Conflating discriminatory action with religious practice, the far-right has warped the religious liberty clause, turning it into a cause célèbre for millions. Religious refusals have become a cudgel in culture war fights, many of which end up before an increasingly conservative Supreme Court. In 2020, t he Supreme Court sided with employers to allow broad exemptions from the Affordable Care Act’s birth control benefit, citing religious or moral objections.
Many such religious institutions are not interested in balancing the needs of vulnerable communities with their religious practice. This is a battle between what they see as a project of social transformation they oppose and the advancement of democracy, constitution and public demand. They hide their bigotry behind the guise of religious practice denying millions of women, LGBTQ people and others autonomy, dignity and equality.

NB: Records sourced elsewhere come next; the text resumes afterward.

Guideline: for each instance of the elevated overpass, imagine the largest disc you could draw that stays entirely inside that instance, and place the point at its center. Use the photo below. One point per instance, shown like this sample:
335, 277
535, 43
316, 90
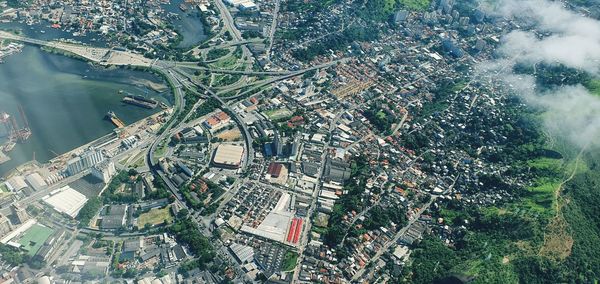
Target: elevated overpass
100, 55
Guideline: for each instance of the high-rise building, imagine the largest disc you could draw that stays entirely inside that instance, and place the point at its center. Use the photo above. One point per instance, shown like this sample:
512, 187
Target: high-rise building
104, 170
20, 213
277, 145
5, 225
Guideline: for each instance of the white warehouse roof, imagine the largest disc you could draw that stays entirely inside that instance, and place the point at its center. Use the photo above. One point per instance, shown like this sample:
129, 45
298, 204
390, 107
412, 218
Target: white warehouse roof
66, 200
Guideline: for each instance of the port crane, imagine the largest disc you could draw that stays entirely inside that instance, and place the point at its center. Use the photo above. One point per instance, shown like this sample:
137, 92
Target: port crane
15, 133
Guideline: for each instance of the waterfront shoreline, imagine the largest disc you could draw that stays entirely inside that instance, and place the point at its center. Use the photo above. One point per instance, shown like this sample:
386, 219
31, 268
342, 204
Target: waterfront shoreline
61, 158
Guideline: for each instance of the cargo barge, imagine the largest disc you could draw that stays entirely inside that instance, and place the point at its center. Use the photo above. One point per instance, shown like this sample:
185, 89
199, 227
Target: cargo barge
140, 101
112, 117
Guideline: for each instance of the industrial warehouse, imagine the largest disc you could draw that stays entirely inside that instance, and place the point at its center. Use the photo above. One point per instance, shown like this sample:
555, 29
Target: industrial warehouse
228, 156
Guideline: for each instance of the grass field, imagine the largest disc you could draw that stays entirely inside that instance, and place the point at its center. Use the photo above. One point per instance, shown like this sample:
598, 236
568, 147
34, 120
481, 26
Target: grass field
155, 217
34, 238
289, 261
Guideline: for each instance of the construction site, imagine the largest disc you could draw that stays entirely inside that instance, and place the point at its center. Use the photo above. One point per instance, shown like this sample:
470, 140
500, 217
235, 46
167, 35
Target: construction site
14, 133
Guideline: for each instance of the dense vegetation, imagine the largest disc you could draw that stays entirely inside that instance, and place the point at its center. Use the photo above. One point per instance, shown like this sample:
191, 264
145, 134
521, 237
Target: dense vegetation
89, 210
547, 232
187, 232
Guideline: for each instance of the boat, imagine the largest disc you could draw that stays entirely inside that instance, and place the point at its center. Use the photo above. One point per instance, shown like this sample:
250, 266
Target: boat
112, 117
140, 101
8, 146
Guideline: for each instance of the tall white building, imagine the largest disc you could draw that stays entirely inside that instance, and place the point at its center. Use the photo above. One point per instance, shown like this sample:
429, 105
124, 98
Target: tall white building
104, 171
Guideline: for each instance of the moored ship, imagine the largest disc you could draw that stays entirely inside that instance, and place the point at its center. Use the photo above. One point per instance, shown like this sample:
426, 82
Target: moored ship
140, 101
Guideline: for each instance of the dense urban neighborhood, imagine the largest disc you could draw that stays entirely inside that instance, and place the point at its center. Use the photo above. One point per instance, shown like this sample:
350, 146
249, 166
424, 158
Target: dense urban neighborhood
321, 141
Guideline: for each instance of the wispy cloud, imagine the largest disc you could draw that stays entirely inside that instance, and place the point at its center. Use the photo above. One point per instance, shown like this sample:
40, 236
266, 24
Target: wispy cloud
567, 38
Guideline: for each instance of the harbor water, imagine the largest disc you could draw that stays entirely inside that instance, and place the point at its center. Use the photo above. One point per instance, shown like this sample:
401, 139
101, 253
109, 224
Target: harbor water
65, 101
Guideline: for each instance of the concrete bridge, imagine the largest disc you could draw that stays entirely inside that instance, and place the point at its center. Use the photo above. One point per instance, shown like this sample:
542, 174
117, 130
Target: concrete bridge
100, 55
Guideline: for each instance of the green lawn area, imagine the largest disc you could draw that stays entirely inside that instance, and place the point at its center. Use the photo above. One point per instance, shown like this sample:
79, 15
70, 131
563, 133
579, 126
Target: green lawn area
276, 114
418, 5
289, 261
155, 217
33, 239
319, 230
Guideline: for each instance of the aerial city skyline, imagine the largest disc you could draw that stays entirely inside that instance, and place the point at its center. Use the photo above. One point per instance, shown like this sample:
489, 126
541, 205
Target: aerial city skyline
281, 141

Until they personally experience being denied care or services, most Americans do not realize the vastness of these exemptions. It is critical that everyone begin to understand the true nature of religious refusals and the damage they cause. Liberals and progressives must not shy away from religious liberty clauses and instead make faith based counterarguments that center the spiritual value of equity and common good. The Biden-Harris administration supports the Do No Harm Act, reintroduced in Congress in late February. Do Not Harm legislation would apply a fix to RFRA that would protect minority religious rights and ensures religion cannot be used to discriminate.
We can balance protecting our moral or religious beliefs with providing access to care and services. But our laws and leaders must stop centering only one aspect of this issue while eroding the rights and conscience-based decisions of individuals.